Er war auch einer derjenigen, die bei Streiks dafür sorgten, dass die Abteilung geschlossen draußen vor der Tür stand und mitmachte. „Mit den Schloß Holtern, die nach Harsewinkel und Paderborn wechseln mussten, weil ihr Werk dichtgemacht wurde, kam eine ganz andere Kultur ins Paderborner Werk“, bestätigt Felix Wagner, Sekretär der IG Metall Paderborn. Beteiligten sich bei Streiks  und Aktionen zuvor nur wenige Dutzend Kollegen des Werks, wurden die Beschäftigten nun gut sichtbar, einfach weil sie viele waren.

Heute lebt Heinz-Josef Krietenbrink lebt zusammen mit seiner Frau Maria auf einem Hof am Ortsrand von Schloß-Holte. Die drei Hektar Land sind verpachtet, der bäuerliche Nebenerwerb seiner Eltern längst eingestellt. Den Acker vor dem Haus hat er in diesem Jahr in eine Wiese umgewandelt, die schon sattes Grün zeigt und auf der Pferde auslaufen. Der Unterstand auf der Wiese ist seit kurzem ein kleiner Pferdestall. Verpachtet hat er die Fläche nicht, dafür will er kein Geld. Es ist ihm eine Freude, dass dort nun Pferde und Reiterinnen Vergnügen finden.

Die Hofstelle hat er geerbt und sie nach und nach umgebaut. Die ehemalige Scheune, einst Abstellplatz für vier grüne Claas-Mähdrescher, mit denen die Familie für Lohn das Korn der Bauern in der Umgebung drosch, ist jetzt ein stattliches Wohnhaus mit kaminroter Außenhaut. Daneben in einem ehemaligen Stall, in dem früher Kühe und Schweine ein Dach hatten, hat er sich eine Werkstatt eingerichtet, in der er gerade an einem Radflitzer für eines seiner fünf Patenkinder schraubt. Eine Drehbank steht da, noch aus der DDR, sie wartet auf metallisches Futter. Allerlei Werkzeug findet fein geordnet seinen Platz.  Alle Wege zum und im Haus sind barrierefrei. Mit 25 hatte Heinz-Josef Krietenbrink einen Unfall, seitdem benötigt er einen Rollstuhl.

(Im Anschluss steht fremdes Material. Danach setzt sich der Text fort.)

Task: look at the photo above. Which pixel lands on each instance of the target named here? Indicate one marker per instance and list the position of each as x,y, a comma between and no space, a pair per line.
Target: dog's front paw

Als er 2021, nach 43 Jahren, bei Claas ausschied, konnte ihm, der sich regelmäßig um das Wohl anderer kümmerte, auch mal geholfen werden. Als Gewerkschaftsmitglied genießt er Rechtsschutz über den DGB. „Ich war überrascht, als ich den Bescheid über meine Erwerbsunfähigkeitsrente in den Händen hielt: Sie war auf drei Jahre befristet und in den ersten sechs Monaten sollte es gar kein Geld geben“, sagt er. Er legte Widerspruch ein, klagte mit Unterstützung des DGB-Rechtsschutzes gegen die Deutsche Rentenversicherung. Kurz vor dem Verhandlungstermin, im Sommer 2022, zog die Rentenversicherung zurück. Seine Erwerbsunfähigkeitsrente wurde entfristet, das Geld gab es rückwirkend vom ersten Tag an.

„Wir sehen immer wieder, dass die Renten- und Krankenversicherungen erst mal ablehnen. Das schadet den Menschen, die dringend auf die Leistungen angewiesen sind“, sagt Felix Wagner. „Wer eingeschränkt ist, kann sich oftmals schlecht wehren. Die Energie wird dann zwangsläufig dann in Widersprüchen und in langjährigen Verfahren mit aufwändigem Schriftverkehr gebunden. Das ist nicht fair. Dabei sollte es eigentlich selbstverständlich sein, die Leistungen, die einem nach dem Sozialrecht zustehen, unkompliziert zu erhalten“, sagt Heinz-Josef Krietenbrink. Da bleibt er ganz der Mensch, der Gerechtigkeit einfordert.